Chelation therapy, which uses ethylenediaminetetraacetic acid (EDTA), was initially used to treat heavy metal poisoning. However, it was discovered that it can also remove clogged arteries by treating patients with heart disease.
EDTA can bind calcium from the artery plaque, thus minimizing the risk of heart attacks and strokes. It benefits the entire cardiovascular system, from large arteries to tiny capillaries and arterioles.
Removing Heavy Metals
Heavy metals like mercury and lead can accumulate in the body and contribute to disease. During chelation therapy, you are given a chelator or chelating agent that binds to these metals and pulls them out of the body through urination.
The most commonly used chelator is ethylenediaminetetraacetic acid or EDTA. This medication has a claw-like molecular structure that binds to heavy metals and other toxins. It has been proven effective in removing these toxins from the body and is widely used to treat metal poisoning.
There is no evidence to support the claims made by certain medical professionals that chelation can be used to cure diseases, including rheumatoid arthritis and cardiovascular disease. For these reasons, you should always seek chelation therapy under a doctor’s supervision and only when necessary for metal poisoning or other severe conditions.
Eliminating Free Radicals
While there is no scientific proof that chelation therapy can protect against Alzheimer’s or heart disease, it may help with other conditions. Chelation can remove heavy metals from the body by binding them to a chemical compound like calcium disodium ethylenediamine tetraacetic acid (CaNa2EDTA) and excreting them through the kidneys. One of chelation therapy benefits is it helps eliminate free radicals unstable molecules that cause oxidative damage to cells and tissues.
Other chelating compounds are also used, including dimercaprol, which can treat more severe cases of mercury or arsenic poisoning, and penicillamine, which can treat Wilson’s disease (a condition that occurs when the body builds up too much copper). Sodium 2,3-dimercaptopropane 1-sulfonate (DMPS), another chelator type, may effectively treat scleroderma, rheumatoid arthritis, and other chronic immune system disorders.
EDTA chelation may be beneficial in treating high levels of lead and other metals in the blood because it can rapidly bind to these substances and excrete them through the urine. It is essential to know that this off-label use of EDTA often requires multiple intravenous infusions several times per week for months at a time, and many patients continue with lifelong maintenance therapy.

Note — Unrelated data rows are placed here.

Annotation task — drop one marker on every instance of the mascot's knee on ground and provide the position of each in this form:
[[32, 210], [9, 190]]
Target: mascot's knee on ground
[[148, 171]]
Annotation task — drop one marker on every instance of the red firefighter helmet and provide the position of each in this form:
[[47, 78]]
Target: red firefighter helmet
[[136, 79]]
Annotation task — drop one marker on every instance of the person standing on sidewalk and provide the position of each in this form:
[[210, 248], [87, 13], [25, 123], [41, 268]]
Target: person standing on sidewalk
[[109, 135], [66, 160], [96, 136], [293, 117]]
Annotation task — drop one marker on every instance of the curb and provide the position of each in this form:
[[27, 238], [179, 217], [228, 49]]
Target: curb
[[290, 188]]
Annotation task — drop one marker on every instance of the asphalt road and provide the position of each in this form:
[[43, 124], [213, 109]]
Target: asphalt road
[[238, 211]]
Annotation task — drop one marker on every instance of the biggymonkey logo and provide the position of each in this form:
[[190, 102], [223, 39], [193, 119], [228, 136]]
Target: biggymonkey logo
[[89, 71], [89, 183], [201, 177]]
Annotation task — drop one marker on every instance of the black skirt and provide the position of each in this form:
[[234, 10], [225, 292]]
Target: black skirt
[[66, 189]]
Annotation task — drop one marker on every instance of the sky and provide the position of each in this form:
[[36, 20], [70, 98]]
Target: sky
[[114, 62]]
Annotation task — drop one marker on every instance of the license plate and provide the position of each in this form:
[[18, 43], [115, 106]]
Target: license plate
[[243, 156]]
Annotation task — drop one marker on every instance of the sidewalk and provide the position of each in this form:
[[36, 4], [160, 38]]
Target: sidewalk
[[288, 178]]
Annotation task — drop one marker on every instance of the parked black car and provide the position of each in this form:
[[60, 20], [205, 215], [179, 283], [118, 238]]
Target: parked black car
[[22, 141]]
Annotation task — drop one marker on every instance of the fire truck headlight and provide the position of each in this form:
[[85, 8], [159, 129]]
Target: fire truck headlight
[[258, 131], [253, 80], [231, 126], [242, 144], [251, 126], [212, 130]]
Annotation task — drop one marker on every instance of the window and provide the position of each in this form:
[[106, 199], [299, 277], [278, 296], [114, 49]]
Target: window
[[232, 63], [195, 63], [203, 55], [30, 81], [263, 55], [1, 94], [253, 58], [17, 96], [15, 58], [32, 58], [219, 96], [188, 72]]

In addition, chelating agents form stable complexes with metals and may shield biological targets from the metal ions during complex formation, which can reduce local toxicity. Desferrioxamine (DFOA), for example, completely covers the iron surface during chelation, preventing iron-catalyzed oxidative reactions in cells.
Restoring Natural Vitamin and Mineral Levels
Chelation therapy uses particular drugs to grab onto heavy metals in your bloodstream, which are then removed through your urine. The drugs may be given via intravenous infusions or in pill form. They can also help restore essential vitamins and minerals depleted when heavy metals accumulate in your body.
The most common chelating drug is ethylenediaminetetraacetic acid or EDTA. It’s been U.S. Food and Drug Administration-approved for treating mercury and lead poisoning, iron overload (hemochromatosis), and other conditions.
Some alternative healthcare providers and dietary supplement companies use EDTA to treat conditions not approved by the FDA. They claim that the treatment reduces symptoms of autism, Alzheimer’s, and heart disease by removing heavy metals from the body. However, these claims aren’t supported by scientific evidence.
Proponents of chelation therapy say the treatment improves heart disease by reducing a buildup of fatty deposits called plaque in the arteries. They say that chelators bind to calcium found in plaque, which helps remove it from the artery walls.
In a world saturated with toxins, boosting your immunity and protecting yourself from the damage they cause is vital. Chelation therapy can help by removing unhealthy heavy metal and nutritional mineral accumulations in the body.
These substances can harm hormone regulation, cell replication, and immune system function. The chelating agent EDTA is injected into the bloodstream and circulates throughout the body, binding to toxic elements. Once the chelator binds to the element, it is excreted through the urine.
Some believe chelation therapy helps treat conditions like heart disease, autism, Alzheimer’s disease, and diabetes. However, these claims lack substantial scientific evidence. Chelation therapy is an effective treatment for heavy metal poisoning and is safe under medical supervision.
There is some evidence that chelation can treat atherosclerosis, but more extensive clinical trials are needed to confirm these results. Chelation therapy may also benefit people with diabetes because it binds to the calcium in plaque, reducing its buildup and making the arteries less rigid.
Some chelating agents, such as dimercaprol and penicillamine, can treat more severe cases of metal poisoning. They are especially effective in chelating mercury and arsenic. They can also help with Wilson’s disease, which excess copper causes in the body.